Alors que l’Ouganda lutte contre le terrorisme, les citoyens blâment la violence policière


KAMPALA, OUGANDA – Lorsque Nakintu a appris que la plupart des personnes blessées dans les attentats-suicides du 16 novembre à Kampala étaient des policiers, elle s’est réjouie.

« Ils le méritaient », dit Nakintu, qui ne veut pas utiliser son nom complet par crainte de représailles.

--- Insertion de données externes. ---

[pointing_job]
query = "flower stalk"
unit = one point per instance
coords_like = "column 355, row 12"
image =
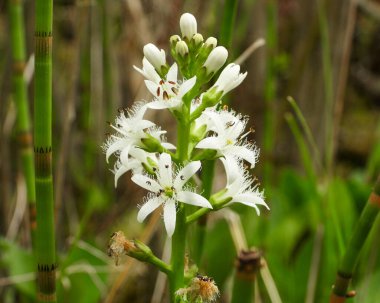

Nakintu dit qu’elle manque de sympathie parce que la police a tué son fils de 17 ans en 2009, lors d’émeutes qui ont impliqué la répression du président Yoweri Museveni. Les citoyens ont jeté des pierres et mis le feu, ce qui a incité la police à tirer et à tuer au moins 40 personnes, selon Human Rights Watch. La police a estimé le nombre à 27.

La longue histoire de violence d’État en Ouganda a créé un tel mépris pour les forces de l’ordre que certains civils célèbrent le meurtre et la blessure de policiers par les kamikazes, un sentiment qui menace de saper les efforts du pays pour lutter contre les menaces terroristes croissantes.

Un attentat à la bombe s’est produit sur l’avenue parliamentary et un autre au poste de police central, où il a tué trois personnes, dont un officier. Vingt-sept policiers ont été blessés, a déclaré Luke Owoyesigyire, porte-parole adjoint de la police métropolitaine de Kampala.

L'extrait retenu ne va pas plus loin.